Copper mugs are popular for some cocktails, but you may want to think twice before using one.
Iowa’s Alcoholic Beverages Division has released an advisory bulletin on copper mugs and alcohol. It notes that the Food and Drug Administration (FDA) prohibits copper from coming into direct contact with foods that have a pH below 6.0. So when cocktails like the popular Moscow mule are served in copper, food poisoning is possible.
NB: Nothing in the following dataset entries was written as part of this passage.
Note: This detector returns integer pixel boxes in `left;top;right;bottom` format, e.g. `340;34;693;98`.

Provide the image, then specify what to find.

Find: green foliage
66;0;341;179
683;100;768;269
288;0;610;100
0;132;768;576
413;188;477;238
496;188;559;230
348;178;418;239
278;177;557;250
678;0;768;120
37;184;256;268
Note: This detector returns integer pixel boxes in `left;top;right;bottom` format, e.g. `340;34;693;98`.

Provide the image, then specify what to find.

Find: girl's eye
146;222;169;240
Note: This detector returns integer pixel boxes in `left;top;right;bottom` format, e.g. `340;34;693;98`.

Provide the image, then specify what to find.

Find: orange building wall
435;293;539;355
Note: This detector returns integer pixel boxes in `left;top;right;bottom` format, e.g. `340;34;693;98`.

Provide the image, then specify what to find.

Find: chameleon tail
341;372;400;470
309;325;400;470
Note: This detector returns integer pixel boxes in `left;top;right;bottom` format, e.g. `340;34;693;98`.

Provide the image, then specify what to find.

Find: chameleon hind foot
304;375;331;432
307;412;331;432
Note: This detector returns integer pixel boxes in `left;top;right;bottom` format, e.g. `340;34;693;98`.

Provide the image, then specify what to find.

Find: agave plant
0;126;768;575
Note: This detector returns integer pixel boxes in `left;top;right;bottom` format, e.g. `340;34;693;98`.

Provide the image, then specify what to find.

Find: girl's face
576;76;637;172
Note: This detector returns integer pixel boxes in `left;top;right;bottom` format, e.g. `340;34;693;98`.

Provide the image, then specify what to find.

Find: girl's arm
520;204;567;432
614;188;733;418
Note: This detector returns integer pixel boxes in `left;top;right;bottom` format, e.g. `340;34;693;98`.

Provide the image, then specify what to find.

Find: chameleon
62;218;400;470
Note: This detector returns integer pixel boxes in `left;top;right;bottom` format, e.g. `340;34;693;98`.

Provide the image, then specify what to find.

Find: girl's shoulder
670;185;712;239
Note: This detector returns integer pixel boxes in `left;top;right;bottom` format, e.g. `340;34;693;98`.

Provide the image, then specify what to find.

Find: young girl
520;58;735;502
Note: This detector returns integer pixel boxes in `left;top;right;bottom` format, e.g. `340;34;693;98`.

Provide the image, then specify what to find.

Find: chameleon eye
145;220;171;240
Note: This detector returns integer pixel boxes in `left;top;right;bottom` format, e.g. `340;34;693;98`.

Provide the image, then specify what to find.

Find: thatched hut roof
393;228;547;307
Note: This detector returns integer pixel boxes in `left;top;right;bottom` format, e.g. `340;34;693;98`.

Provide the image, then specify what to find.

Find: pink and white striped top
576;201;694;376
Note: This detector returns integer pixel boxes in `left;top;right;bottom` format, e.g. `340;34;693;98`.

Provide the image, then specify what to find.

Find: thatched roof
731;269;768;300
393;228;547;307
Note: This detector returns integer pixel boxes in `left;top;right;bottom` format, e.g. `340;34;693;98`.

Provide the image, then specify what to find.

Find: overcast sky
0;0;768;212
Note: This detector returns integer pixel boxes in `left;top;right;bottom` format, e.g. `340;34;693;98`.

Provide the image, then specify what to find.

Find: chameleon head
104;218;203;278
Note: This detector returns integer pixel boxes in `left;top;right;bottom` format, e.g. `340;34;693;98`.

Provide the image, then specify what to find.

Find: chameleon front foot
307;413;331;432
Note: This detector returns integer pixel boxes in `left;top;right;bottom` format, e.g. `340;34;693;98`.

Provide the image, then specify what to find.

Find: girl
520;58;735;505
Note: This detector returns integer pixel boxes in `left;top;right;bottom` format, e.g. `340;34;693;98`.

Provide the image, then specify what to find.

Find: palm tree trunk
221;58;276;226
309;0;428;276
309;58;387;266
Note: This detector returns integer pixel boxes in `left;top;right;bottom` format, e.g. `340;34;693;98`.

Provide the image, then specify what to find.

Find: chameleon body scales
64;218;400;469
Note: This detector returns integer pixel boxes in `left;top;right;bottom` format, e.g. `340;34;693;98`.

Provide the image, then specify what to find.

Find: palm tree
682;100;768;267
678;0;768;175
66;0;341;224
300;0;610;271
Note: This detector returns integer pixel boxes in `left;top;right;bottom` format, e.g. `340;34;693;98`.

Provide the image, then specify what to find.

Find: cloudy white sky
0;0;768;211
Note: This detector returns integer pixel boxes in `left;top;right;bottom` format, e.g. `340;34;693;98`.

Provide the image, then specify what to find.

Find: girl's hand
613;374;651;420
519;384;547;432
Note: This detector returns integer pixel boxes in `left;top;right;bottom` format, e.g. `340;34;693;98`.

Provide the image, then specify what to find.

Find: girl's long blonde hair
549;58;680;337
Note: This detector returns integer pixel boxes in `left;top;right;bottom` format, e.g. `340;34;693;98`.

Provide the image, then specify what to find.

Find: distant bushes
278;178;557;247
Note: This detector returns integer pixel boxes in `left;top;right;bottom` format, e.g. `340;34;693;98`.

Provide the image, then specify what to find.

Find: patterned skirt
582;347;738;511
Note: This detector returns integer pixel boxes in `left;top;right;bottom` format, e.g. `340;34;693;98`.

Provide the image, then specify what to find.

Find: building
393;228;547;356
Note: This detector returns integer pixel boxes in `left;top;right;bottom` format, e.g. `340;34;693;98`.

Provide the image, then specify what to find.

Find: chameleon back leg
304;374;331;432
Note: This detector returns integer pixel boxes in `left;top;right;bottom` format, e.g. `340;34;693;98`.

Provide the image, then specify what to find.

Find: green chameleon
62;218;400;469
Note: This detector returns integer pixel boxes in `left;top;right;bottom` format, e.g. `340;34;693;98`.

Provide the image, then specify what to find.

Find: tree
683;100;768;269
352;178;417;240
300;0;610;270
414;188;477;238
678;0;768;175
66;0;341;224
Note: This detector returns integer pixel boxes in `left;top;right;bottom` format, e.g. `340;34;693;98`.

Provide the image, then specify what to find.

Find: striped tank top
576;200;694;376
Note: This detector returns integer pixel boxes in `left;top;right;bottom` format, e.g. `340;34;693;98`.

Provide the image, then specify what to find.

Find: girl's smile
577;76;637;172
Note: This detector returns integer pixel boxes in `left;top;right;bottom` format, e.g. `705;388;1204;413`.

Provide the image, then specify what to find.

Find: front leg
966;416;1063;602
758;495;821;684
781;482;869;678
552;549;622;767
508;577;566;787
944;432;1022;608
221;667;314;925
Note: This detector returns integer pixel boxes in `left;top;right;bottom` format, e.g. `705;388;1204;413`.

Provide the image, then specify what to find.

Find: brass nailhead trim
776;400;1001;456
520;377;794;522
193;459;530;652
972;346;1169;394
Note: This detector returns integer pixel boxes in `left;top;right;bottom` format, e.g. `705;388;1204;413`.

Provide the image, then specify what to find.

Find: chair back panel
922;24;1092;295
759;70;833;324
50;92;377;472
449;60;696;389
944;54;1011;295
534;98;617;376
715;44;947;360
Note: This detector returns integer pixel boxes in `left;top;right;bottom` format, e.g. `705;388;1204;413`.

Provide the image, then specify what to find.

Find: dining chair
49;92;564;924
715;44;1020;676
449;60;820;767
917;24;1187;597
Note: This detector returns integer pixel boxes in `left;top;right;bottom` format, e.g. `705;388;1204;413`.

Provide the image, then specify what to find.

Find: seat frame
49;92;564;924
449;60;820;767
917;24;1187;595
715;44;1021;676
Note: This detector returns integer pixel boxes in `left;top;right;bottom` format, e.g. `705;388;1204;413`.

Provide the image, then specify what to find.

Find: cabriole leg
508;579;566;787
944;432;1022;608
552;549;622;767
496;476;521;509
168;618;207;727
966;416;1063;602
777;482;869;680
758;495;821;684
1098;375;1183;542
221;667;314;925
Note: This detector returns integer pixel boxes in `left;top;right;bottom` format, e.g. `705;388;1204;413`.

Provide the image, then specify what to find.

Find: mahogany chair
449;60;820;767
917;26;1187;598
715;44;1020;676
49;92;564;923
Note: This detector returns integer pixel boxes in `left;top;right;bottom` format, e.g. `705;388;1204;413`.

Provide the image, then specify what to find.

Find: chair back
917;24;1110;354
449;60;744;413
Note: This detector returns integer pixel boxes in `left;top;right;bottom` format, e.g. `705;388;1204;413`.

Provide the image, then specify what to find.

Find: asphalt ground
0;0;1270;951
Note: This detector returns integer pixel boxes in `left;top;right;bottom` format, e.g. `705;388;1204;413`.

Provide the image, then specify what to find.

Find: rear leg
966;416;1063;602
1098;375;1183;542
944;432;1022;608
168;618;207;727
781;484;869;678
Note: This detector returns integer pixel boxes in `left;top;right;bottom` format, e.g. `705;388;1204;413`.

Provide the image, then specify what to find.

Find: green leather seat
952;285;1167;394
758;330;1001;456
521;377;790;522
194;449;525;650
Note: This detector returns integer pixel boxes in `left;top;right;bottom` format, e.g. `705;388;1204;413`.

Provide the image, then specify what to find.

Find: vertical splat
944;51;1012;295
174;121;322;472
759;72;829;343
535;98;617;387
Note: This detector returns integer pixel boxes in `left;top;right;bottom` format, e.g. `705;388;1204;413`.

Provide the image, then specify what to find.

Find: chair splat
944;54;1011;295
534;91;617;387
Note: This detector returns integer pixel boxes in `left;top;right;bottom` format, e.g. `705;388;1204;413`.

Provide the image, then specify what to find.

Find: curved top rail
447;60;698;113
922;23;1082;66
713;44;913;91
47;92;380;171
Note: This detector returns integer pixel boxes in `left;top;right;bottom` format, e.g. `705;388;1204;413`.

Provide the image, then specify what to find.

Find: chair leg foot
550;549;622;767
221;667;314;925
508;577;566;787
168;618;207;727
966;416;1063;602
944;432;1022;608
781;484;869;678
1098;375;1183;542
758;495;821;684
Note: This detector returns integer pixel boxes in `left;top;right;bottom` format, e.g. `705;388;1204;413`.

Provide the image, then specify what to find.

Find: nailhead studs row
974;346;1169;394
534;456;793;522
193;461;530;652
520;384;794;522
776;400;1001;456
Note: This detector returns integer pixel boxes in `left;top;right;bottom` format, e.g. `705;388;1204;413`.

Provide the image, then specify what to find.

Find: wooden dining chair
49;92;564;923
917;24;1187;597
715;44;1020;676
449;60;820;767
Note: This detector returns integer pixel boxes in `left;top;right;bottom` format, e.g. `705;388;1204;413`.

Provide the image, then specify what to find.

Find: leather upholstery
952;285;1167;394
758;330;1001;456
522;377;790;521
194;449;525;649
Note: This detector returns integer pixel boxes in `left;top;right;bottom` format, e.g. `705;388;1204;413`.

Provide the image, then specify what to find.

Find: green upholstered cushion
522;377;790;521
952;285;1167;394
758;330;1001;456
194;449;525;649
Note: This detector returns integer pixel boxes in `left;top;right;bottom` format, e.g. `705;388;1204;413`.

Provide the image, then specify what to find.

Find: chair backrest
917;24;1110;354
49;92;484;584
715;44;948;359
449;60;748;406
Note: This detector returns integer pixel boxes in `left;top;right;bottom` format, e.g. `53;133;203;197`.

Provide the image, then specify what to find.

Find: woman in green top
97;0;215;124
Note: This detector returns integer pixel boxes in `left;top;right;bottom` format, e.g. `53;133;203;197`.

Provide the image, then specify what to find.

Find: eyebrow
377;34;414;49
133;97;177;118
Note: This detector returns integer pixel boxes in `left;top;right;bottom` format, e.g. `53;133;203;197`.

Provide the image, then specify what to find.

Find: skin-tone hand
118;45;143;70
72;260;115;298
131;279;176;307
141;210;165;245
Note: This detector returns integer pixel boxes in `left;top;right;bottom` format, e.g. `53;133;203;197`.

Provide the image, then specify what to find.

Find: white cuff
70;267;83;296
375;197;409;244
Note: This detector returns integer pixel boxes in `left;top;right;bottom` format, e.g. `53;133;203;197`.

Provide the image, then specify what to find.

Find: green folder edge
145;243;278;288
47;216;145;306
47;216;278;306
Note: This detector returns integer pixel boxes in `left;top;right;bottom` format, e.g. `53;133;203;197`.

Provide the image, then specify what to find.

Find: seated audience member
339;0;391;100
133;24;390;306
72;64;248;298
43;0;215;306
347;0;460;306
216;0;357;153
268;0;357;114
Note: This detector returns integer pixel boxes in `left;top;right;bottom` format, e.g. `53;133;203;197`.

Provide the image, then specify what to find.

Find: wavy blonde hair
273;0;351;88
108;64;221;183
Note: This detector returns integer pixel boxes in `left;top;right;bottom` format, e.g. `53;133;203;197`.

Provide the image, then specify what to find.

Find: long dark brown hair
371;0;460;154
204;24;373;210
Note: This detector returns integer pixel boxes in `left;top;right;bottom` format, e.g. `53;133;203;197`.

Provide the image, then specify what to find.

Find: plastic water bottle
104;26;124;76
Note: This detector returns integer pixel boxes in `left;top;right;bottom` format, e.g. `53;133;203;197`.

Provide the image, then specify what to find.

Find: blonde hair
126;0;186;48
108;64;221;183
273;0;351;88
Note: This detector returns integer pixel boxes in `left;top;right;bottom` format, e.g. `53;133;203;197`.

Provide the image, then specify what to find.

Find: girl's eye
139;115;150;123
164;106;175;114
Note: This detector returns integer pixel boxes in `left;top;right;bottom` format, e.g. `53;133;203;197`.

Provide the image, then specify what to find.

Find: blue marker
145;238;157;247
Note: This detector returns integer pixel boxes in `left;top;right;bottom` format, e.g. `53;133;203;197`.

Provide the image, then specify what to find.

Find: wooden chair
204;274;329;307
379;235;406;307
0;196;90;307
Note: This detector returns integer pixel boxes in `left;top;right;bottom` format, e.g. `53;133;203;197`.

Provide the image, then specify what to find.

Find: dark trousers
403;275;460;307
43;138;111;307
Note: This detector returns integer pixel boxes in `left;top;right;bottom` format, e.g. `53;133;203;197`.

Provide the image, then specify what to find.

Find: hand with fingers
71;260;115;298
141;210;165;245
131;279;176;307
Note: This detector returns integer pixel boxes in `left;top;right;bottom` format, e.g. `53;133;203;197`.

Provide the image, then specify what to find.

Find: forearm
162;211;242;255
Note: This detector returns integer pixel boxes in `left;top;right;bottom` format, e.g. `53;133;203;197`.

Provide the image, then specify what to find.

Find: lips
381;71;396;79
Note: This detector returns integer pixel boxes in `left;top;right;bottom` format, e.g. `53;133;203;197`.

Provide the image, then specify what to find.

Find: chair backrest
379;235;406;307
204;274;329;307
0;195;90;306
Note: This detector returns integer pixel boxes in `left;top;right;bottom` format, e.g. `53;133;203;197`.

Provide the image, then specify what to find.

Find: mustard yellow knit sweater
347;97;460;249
It’s the acids that are the problem. (Anything below a pH of 7 is considered acidic.) According to the bulletin, a traditional Moscow mule — which contains vodka, fresh lime juice and ginger beer — is “well below 6.0.” If a copper mug has a copper interior and it comes in contact with a beverage like that, the copper may leach into the drink. If the concentration of copper is high enough, it could cause foodborne illness. The risk is great enough that Iowa is limiting the “use of copper and copper alloys as a food contact surface.” Copper and copper alloys, like brass, should not come in contact with food or liquids with a pH below 6.
The end of the copper mug tradition?
Traditionally, Moscow mules are served in copper mugs because the metal keeps the drink nice and cold. Does the copper problem mean we’ll have to drink our mules a little warmer now? Not necessarily. If a copper mug’s interior is lined with another metal like stainless steel, it’s fine to serve beverages with a pH level below 6.0 in them.
If a 100 percent copper mug is the only option, though, it would be safer to drink this refreshing vodka drink out of another type of drinkware, like the rocks glass that the Pistachio Ginger Mule above is served in. The cocktail will taste just as good no matter what you’re drinking it from.